Fifthly, we illustrate the manner in which various flourishing industries – health care, real estate, organised retail, luxury industries – either caused or required economic exclusion of the working people as an essential part of their growth.

Sixthly, we show how, while neo-liberalism talks of the need for the State to retreat from economic intervention, it actually requires active State intervention in order to transfer surplus to the private corporate sector on a massive scale. Here we talk of various forms of privatisation and the array of subsidies provided to the corporate sector.

Seventhly, as a natural outcome of this pattern of growth, extreme inequalities have developed in Indian society. They have progressed to the point where among ruling class circles, and even within international financial institutions, some have raised the alarm, pointing to the threat of grave social disorder. Yet these alarms have little meaning; the present order is quite incapable of moderating inequalities.
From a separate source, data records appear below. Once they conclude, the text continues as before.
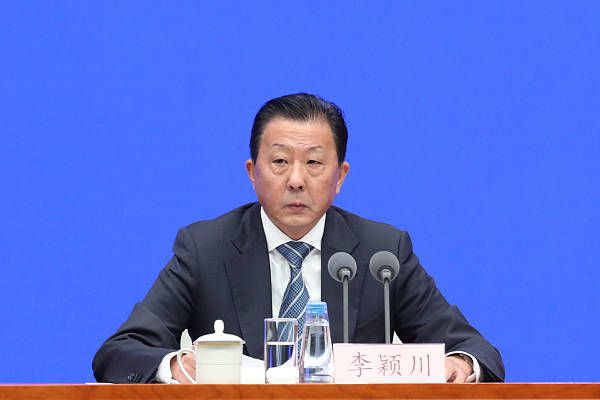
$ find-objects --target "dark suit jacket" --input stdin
[93,203,504,382]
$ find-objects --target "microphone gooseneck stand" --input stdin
[327,251,356,343]
[369,251,400,344]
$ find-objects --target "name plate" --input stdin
[333,343,446,383]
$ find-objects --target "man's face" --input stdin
[246,118,350,240]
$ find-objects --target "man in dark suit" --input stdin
[93,93,504,382]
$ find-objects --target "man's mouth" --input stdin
[287,202,306,210]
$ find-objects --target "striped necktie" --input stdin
[277,242,313,348]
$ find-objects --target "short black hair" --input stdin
[250,93,348,164]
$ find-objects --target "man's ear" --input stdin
[335,161,350,194]
[246,160,254,188]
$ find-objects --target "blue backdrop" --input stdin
[0,1,600,382]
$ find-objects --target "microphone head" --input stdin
[327,251,356,282]
[369,251,400,282]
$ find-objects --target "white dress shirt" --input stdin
[156,207,481,383]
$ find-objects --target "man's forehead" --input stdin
[261,118,334,148]
[270,142,325,151]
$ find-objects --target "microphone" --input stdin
[327,251,356,343]
[369,251,400,344]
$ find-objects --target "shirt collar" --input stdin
[260,206,327,253]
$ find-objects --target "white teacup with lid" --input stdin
[177,319,246,383]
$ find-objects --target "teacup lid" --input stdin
[194,319,246,344]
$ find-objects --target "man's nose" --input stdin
[288,162,305,190]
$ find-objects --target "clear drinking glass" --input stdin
[264,318,298,383]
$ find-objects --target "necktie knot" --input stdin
[277,242,313,268]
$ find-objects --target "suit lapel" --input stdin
[225,203,272,358]
[321,207,365,343]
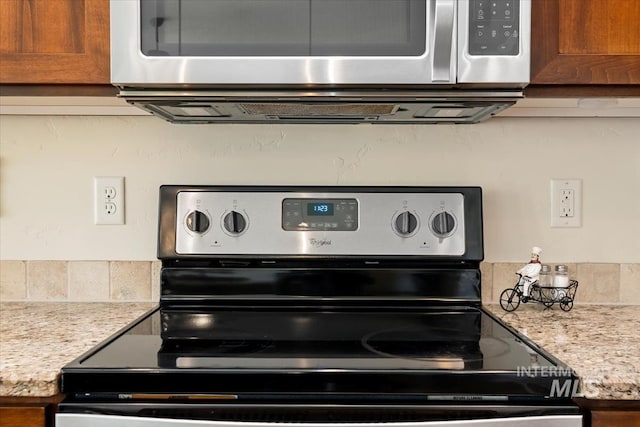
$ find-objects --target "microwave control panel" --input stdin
[469,0,520,56]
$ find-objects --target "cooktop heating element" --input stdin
[57,186,581,427]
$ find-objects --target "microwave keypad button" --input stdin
[469,0,520,55]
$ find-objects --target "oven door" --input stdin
[56,404,582,427]
[110,0,466,86]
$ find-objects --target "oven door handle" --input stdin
[56,413,582,427]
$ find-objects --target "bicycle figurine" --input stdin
[500,273,578,311]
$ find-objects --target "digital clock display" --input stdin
[307,202,333,216]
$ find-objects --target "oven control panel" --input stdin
[175,191,465,256]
Finally, we discuss the extraordinary growth of the financial sector within a small enclave of the Indian economy – a necessary consequence of integration with global financial markets even as the internal economy remains disarticulated. This integration has yielded foreign investors breathtaking returns; it has also placed the Indian economy on a precipice. The impending troubles of the world economy now will have a more direct impact here. Further, even in the absence of a crash, the demands of foreign speculative capital – such as the introduction of capital account convertibility and the transformation of Mumbai into an international financial centre – require the further subordination of the productive economy of the vast majority to the financial-speculative island.

An alternative path of development must be based on transforming agrarian relations: This would be the prerequisite for accumulation in the vast agrarian sector, and in turn would create scope for generating manifold internal linkages in the economy – between sectors, within sectors. Growth rates would not seem so spectacular, but the growth would be meaningful for the people and be more reliable, because based on an internal dynamic. Moreover, the process of transforming agrarian relations would bring to the fore long-suppressed social forces capable of pursuing a development path in favour of the vast mass of people – whose productive energies too would be progressively unleashed in this course.